Comparison of LWM Versions
Property |
Details |
Channel Size Limitation |
LWM 1.0: Fixed at (32, 32); LWM 1.1: Supports multiple (N, SC) pairs |
Sequence Length Support |
LWM 1.0: 128 (16 - dimensional); LWM 1.1: 512 (32 - dimensional) |
Pre - training Samples |
LWM 1.0: 820K; LWM 1.1: 1.05M |
Pre - training Scenarios |
LWM 1.0: 15; LWM 1.1: 140 |
Masking Ratio |
LWM 1.0: 15%; LWM 1.1: 40% |
Embedding size |
LWM 1.0: 64; LWM 1.1: 128 |
Number of Parameters |
LWM 1.0: 600K; LWM 1.1: 2.5M |
Segmentation |
LWM 1.0: 1D; LWM 1.1: 2D |
📚 Documentation
Detailed Changes in LWM 1.1
No Channel Size Limitation
In LWM 1.0, the model was pre - trained on a single (N, SC)=(32, 32) pair, which limited its generalization to other channel configurations.
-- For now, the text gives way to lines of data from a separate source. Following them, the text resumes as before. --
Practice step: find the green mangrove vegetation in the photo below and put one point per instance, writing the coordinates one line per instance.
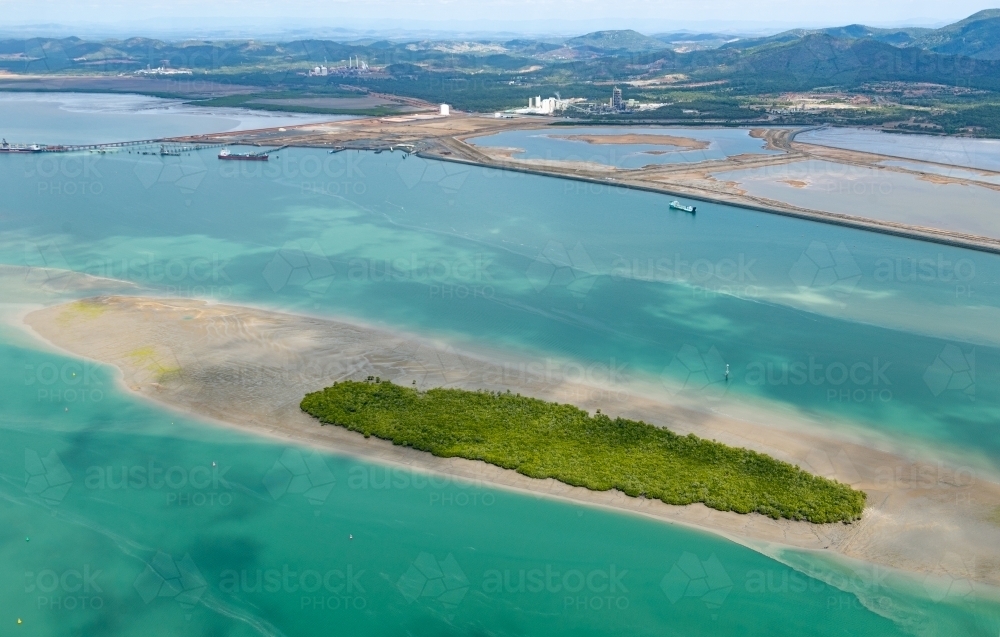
(549, 440)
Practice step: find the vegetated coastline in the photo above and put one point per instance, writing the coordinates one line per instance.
(543, 439)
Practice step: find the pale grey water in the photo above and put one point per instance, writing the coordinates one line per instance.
(546, 144)
(960, 151)
(89, 118)
(552, 269)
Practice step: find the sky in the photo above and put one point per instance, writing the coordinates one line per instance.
(148, 17)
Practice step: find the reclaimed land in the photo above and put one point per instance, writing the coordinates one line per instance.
(542, 439)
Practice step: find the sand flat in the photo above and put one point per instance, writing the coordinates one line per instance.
(686, 143)
(249, 368)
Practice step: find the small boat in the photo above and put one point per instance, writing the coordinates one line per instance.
(225, 154)
(7, 148)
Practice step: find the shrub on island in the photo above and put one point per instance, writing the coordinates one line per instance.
(549, 440)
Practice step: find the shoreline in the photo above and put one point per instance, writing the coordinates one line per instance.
(931, 235)
(243, 368)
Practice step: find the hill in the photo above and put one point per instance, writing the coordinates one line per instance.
(626, 40)
(820, 60)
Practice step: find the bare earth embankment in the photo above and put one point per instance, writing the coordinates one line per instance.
(249, 368)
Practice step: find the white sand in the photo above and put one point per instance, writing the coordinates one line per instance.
(249, 368)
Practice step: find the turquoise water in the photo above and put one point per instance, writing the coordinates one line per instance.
(972, 153)
(135, 491)
(579, 277)
(550, 268)
(723, 142)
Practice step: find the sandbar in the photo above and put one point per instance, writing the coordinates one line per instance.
(636, 138)
(249, 368)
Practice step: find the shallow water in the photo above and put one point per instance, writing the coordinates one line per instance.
(585, 279)
(971, 153)
(536, 144)
(86, 118)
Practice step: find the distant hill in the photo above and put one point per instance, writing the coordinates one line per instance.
(818, 60)
(977, 36)
(627, 40)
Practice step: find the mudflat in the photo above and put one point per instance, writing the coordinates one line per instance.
(249, 368)
(686, 143)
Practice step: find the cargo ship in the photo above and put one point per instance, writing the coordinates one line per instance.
(225, 154)
(7, 148)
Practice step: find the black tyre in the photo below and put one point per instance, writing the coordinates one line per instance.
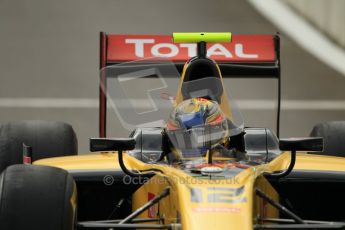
(47, 139)
(37, 197)
(333, 134)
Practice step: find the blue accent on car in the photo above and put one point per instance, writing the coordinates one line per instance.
(194, 119)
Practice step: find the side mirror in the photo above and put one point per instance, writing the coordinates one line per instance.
(297, 144)
(301, 144)
(117, 144)
(111, 144)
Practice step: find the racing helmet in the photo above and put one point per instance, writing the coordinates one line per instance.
(195, 126)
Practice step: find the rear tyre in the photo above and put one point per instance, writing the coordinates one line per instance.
(47, 139)
(333, 134)
(37, 197)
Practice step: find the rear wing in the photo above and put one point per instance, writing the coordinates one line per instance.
(247, 56)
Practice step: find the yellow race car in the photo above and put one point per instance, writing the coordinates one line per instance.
(189, 161)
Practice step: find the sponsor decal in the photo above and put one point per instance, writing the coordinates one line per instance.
(216, 209)
(151, 210)
(218, 195)
(242, 48)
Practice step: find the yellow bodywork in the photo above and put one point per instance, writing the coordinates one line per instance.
(201, 203)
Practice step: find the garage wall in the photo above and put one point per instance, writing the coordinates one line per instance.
(327, 15)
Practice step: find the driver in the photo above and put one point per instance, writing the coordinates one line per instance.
(198, 127)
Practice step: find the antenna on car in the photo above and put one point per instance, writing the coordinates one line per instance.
(201, 38)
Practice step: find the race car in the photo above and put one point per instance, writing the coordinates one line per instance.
(189, 161)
Wireless communication systems in the real world exhibit vast variability in the number of antennas (N) at base stations and subcarriers (SC). To address this limitation, LWM 1.1 was pre - trained on 20 distinct (N, SC) pairs, ranging from smaller setups like (8, 32) to more complex setups like (128, 64). This variety enables the model to effectively handle diverse channel configurations and ensures robust generalization without overfitting to specific configurations.
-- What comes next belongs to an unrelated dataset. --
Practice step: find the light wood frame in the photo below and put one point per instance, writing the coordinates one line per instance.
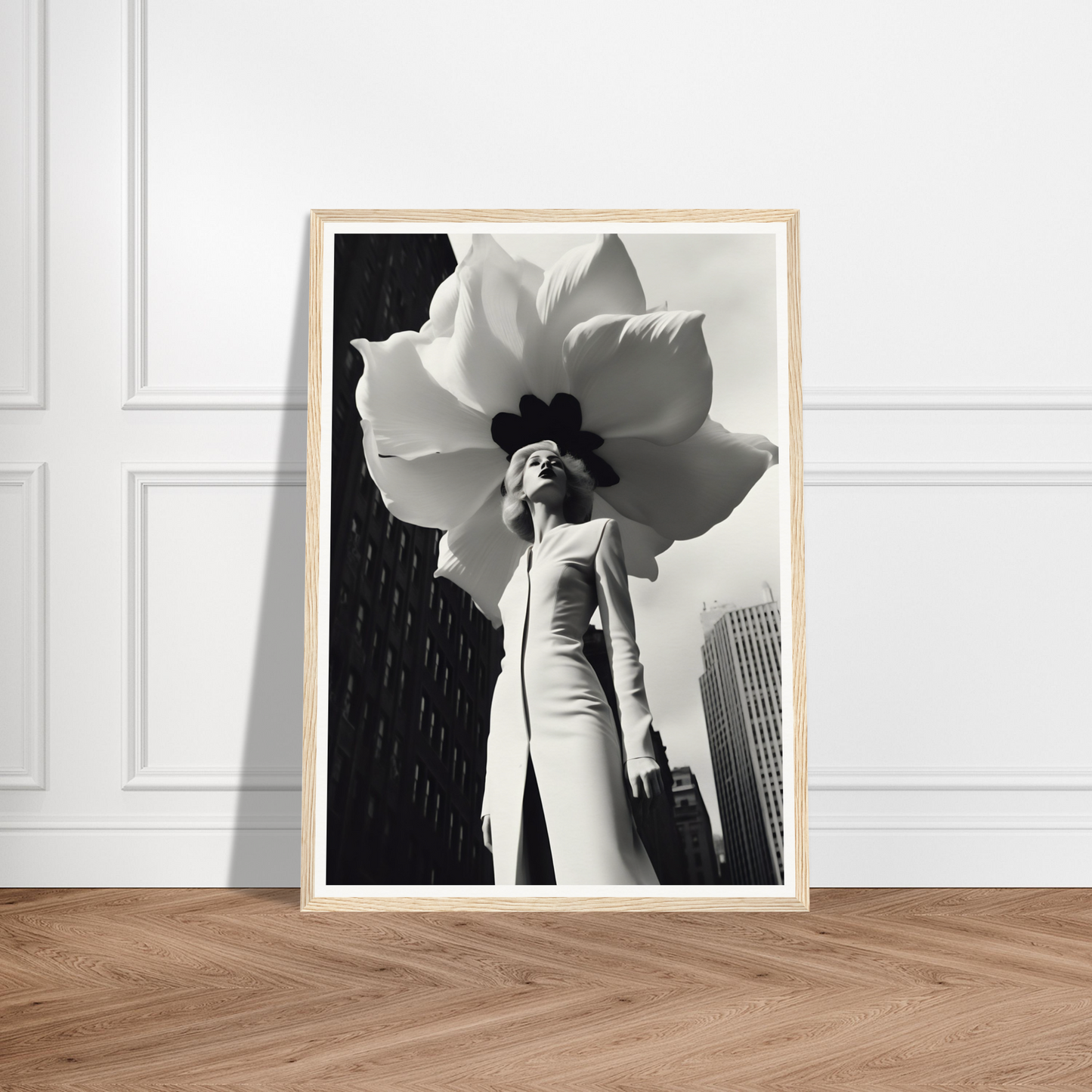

To handle variable - sized inputs efficiently, we implemented bucket - based batching, where inputs of similar sizes are grouped together. For example, channels with sizes (32, 64) and (16, 128) are placed in the same bucket, avoiding the excessive padding common in traditional batching approaches. This not only saves memory but also ensures computational efficiency during training. Furthermore, validation samples were drawn as 20% of each bucket, maintaining a balanced evaluation process across all input sizes.
This approach eliminates the rigidity of fixed channel sizes and positions LWM 1.1 as a versatile model capable of adapting to real - world wireless systems with varying configurations.
Larger and More Diverse Pretraining Dataset
Generalization is a critical aspect of any foundation model. In LWM 1.1, we significantly expanded the training dataset to cover more diverse scenarios and environments. We added seven new city scenarios—Charlotte, Denver, Oklahoma, Indianapolis, Fort Worth, Santa Clara, and San Diego—to enrich the model’s exposure to a variety of real - world conditions.